Christine Krantz says
Finally got around to making this ! its delicious and was much easier than I had anticipated to make ! Thank you for a wonderful recipe I am sure to make many many more times.
Jeaneth says
I don’t know why I waited so long to make this lemon curd. So delicious, yet so simple to make. Thank you. Your recipes are the best. ♥️🍋🍋😋😋
Maria says
Amazing!!!! So tired of trying recipes that are supposed to taste great and don’t. I just end up throwing it away and wasting hard earned money. This recipe is absolutely perfect!!! You will 100% be my go to when I’m in need of a Keto recipe! Thank you!!! Thank you!!! Thank you!!!
Debi Harris says
I just made this and it turned out awesome! Oh yeah, I was licking my whisk and the bowl. Can’t wait for it to cool down and eat it on something! I’ve never used allulose before – the combination worked great, does not have that “fake” sweet taste to me – most excellent! Thank you!
Lynn Ellis says
I forgot to add…now I need to find something to hold it up, as in cake? Small tart? Or just a spoon?
Lynn Ellis says
I just made this curd since I haven’t for awhile. It turned out nice and creamy and smooth. I cannot lie, I had to taste test it.
KatK says
Have you tried any alternatives to Swerve? I have violent/hospitalization reactions to erythritol, but can’t have sugar, either. So many recipes call for alternatives that contain this, but it’s really dangerous and needs warning labels 🙁
Carolyn says
Please read the blog post.

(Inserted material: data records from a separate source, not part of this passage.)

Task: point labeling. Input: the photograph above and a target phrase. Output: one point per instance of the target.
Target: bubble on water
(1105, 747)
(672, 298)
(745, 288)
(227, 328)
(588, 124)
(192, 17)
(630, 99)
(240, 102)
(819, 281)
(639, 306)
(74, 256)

FYI… erythritol is GRAS, which stands for “generally regarded as safe” by the FDA. This means that reactions such as yours are few and far between and warning labels are not warranted. Keep in mind that we all experience these sweeteners very differently. For some, allulose causes terrible reactions, whereas for many others, it’s fine.
Jennifer says
I just made this. I used erythritol along with BocaSweet. I even let it cook for 15 plus minutes. Mine’s soupy. Can I fix it somehow?
Carolyn says
That shouldn’t be the case if got cooked enough. The eggs cook enough to give it some thickness. Have you tried refrigerating it to see if it firms up?
Jennifer says
Yes, overnight. I eventually just heated it in the microwave and it firmed up. It’s not very smooth, but will try again sometime. Thanks.
Trish says
Hi,
I’ve made and loved this several times. I especially like to make your lemon ice cream with it. The morning I was lazy and decided to try it in the instant pot. I mixed all the ingredients, including melted butter, in the blender. Then poured it in to a stainless bowl,covered tightly with tinfoil and cooked 10 min and 10min release. Whisked it up and yum nice thick,creamy ,lemony,curd so easy!! Thank you for your recipes we love them!!
Debra says
I made this so many times last summer but I’m sure I cooked it in the microwave. It was fast and easy but I can’t find any instructions for that. Any idea how long in the microwave?
Vicki K says
Super easy lemon curd. I love that it uses whole eggs instead of just yolks. I have made it twice with lemon and once with lime. It takes all the will power I have not to take a spoon and eat the whole recipe. Will keep making this.
Jocelyn says
Can I use real stevia powder instead?
You use the whole egg not only the yolks?
Carolyn says
Please read the blog post, as it answers both of your questions.